Professional medical societies should actively oppose legislative health care mandates that rely on clinical practice guidelines produced by “entrepreneurial activity,” a commentary in last week’s Journal of the American Medical Association argued. The article was triggered by the Screening for Heart Attack Prevention and Education (SHAPE) Task Force Report, which appeared in a Pfizer-funded supplement to the July 2006 American Journal of Cardiology.
The SHAPE guideline called for non-invasive screening for “subclinical atherosclerosis” through tests such as ultrasound or CT scans for all men 45 to 75 and all women 55 to 75 who are considered more than minimally at risk for a heart attack or stroke. Legislation has been introduced in Texas that would require insurance companies to cover the tests.
The SHAPE task force was created by the Houston-based Society for Heart Attack Prevention and Eradication, which was created in 2001 by Morteza Naghavi. He advises and receives research support from Pfizer, manufacturer of cholesterol-reducing Lipitor, and consults for and owns stock in Endothelix, which makes a fingertip thermal measuring device that purports to reveal heart attack risk. The FDA approved the device last November even though it has never been studied in a randomized clinical trial.
Naghavi was also the lead writer on the SHAPE guideline. Twelve of 26 co-authors disclosed ties to drug and imaging equipment manufacturers. While the others claimed they had no financial ties to "a corporate organization or a manufacturer of a product discussed in this supplement," many had industrial ties on related subjects or are radiologists, who have a financial stake in increasing the number of cardiac imaging tests.
In his commentary, University of Michigan law professor Peter Jacobson called on the American College of Cardiology (ACC) to convene a consensus panel to determine the objectivity and scientific efficacy of the SHAPE guidelines. Previous reviews have concluded CT scans for measuring atherosclerosis are not superior to other diagnostic tests and generate a high rate of false positive results.
After reviewing the conflicts of interest among the writers of the guideline, Jacobson called on organized medicine to develop criteria for acceptable clinical practice guidelines. "Only those guidelines that meet the criteria should be endorsed," he wrote. However, he opposed banning conflicts of interest on CPG-writing panels. "I'm dubious that it's possible to find an expert committee to draft guidelines that has zero conflicts of interest," he said.
This story first appeared in Integrity in Science Watch, a publication of the Center for Science in the Public Interest.
Both the American Heart Association Guidelines (Mieres et al 2005 and Budoff et al 2006) on the topic have concluded CT scans for measuring atherosclerosis ARE superior to traditional risk factors in stratifying risk. This was further confirmed by the American College of Cardiology Expert Consensus Document on coronary calcium scanning with CT, which was also endorsed by the American Heart Association, Soceity of Atherosclerosis Imaging and Prevention, and the Society of Cardiovascular CT.
Furthermore, there are virtually NO false positive results with calcium scanning. A positive calcium scan is associated with atherosclerosis (plaque in the coronary arteries) and this raises the likelihood of both heart attacks and strokes. This was recently confirmed by a large multicenter trial performed by the National instutes of health (Multi-Ethnic Study of Atherosclerosis)
The above comment is misleading as :
1. it does not define terms and confuses "atherosclerosis" which almost everyone has, particularly as we age, with clinical heart
disease (heart attacks and related mortality), which is much less common and the clinically important endpoint. While coronary calcium indicates the common finding of atherosclerosis, it does NOT mean there is clinically important heart disease (nor that there will EVER be clinically important heart disease). thus there are many false positives from CAC scans.
2. The Mieres et al statement states that data on CAC is limited and more data is needed, I have copied it below. In addition, there are NO studies that show that CAC testing leads to better outcomes. Traditional cardiac risk factors (Framingham risk score) can be treated to reduce cardiac risk, coronary calcium cannot be treated and leads to anxiety when identified, without any benefit to patients.

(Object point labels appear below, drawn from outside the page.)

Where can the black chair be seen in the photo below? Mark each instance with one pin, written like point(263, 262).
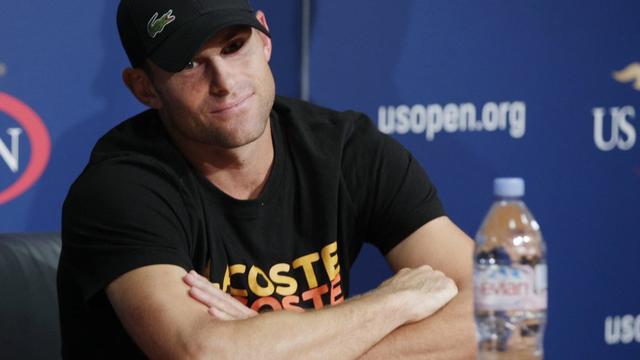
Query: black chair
point(29, 325)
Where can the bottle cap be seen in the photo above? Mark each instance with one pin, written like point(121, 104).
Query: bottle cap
point(508, 187)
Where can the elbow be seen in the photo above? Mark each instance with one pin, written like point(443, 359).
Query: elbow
point(201, 347)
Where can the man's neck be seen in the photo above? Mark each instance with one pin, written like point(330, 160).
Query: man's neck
point(241, 172)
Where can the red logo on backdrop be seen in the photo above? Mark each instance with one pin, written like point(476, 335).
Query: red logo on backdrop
point(40, 142)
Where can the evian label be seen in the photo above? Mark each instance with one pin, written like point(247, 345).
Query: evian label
point(516, 287)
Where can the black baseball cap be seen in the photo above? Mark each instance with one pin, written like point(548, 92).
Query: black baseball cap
point(170, 32)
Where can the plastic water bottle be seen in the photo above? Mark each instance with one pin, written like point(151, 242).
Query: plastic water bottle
point(510, 278)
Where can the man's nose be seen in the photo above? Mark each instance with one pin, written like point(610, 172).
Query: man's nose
point(222, 78)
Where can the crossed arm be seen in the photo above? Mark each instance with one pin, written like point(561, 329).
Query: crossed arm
point(402, 317)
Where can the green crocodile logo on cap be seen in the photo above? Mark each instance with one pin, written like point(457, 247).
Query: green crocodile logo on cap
point(155, 26)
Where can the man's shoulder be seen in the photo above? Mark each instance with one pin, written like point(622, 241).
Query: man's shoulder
point(321, 121)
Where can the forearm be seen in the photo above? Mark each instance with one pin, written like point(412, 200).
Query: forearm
point(345, 331)
point(448, 334)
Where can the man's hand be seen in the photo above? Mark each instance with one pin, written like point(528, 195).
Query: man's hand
point(422, 291)
point(221, 305)
point(419, 292)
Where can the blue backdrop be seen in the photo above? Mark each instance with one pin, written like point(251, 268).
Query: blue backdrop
point(547, 90)
point(481, 89)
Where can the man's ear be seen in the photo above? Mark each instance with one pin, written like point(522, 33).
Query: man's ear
point(141, 87)
point(262, 19)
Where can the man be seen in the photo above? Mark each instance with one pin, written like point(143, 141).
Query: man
point(194, 219)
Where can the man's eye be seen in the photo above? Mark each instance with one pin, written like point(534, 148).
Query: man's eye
point(190, 65)
point(233, 46)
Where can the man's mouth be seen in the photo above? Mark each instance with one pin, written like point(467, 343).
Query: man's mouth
point(231, 105)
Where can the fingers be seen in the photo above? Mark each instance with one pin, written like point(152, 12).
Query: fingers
point(226, 307)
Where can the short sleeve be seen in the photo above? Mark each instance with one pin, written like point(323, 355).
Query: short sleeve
point(392, 193)
point(119, 215)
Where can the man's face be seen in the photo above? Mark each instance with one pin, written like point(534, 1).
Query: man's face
point(224, 96)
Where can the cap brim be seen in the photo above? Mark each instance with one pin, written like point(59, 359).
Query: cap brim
point(177, 50)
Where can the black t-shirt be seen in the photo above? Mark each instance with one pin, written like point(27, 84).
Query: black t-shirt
point(336, 182)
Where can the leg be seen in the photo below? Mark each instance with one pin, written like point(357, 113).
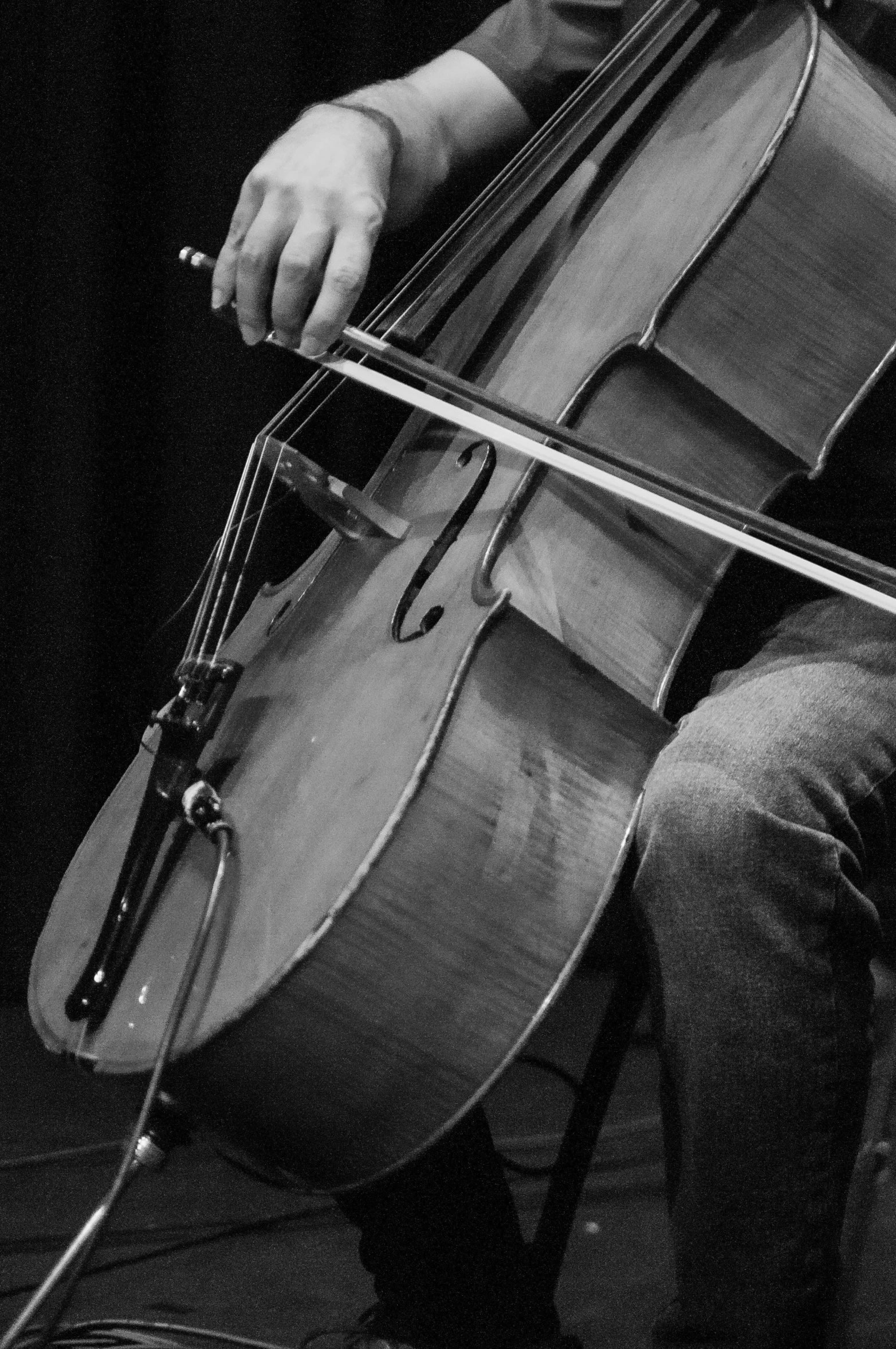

Mieres et al ---- “Summary Coronary Artery Calcification (CAC).
For the clinical indication of risk stratification in asymptomatic women, the available data are limited to a few
reports. Given the evolving literature since the last ACC/
AHA Expert Consensus statement current data indicate
that CAD risk stratification is possible in women. Specifically,
low CAC scores are associated with a low adverse
event risk, and high CAC scores are associated with a
worse event-free survival. Additional high-quality
data are needed from larger cohorts that specifically
address CAD outcomes in women to more precisely
establish female-specific CAC risk cut points and to more
precisely quantify the incremental prognostic value beyond
the measurement of conventional coronary risk
factors. Until then, consistent with recent consensus statements,
CAC testing for CAD risk detection should be
limited to clinically selected women at intermediate risk.”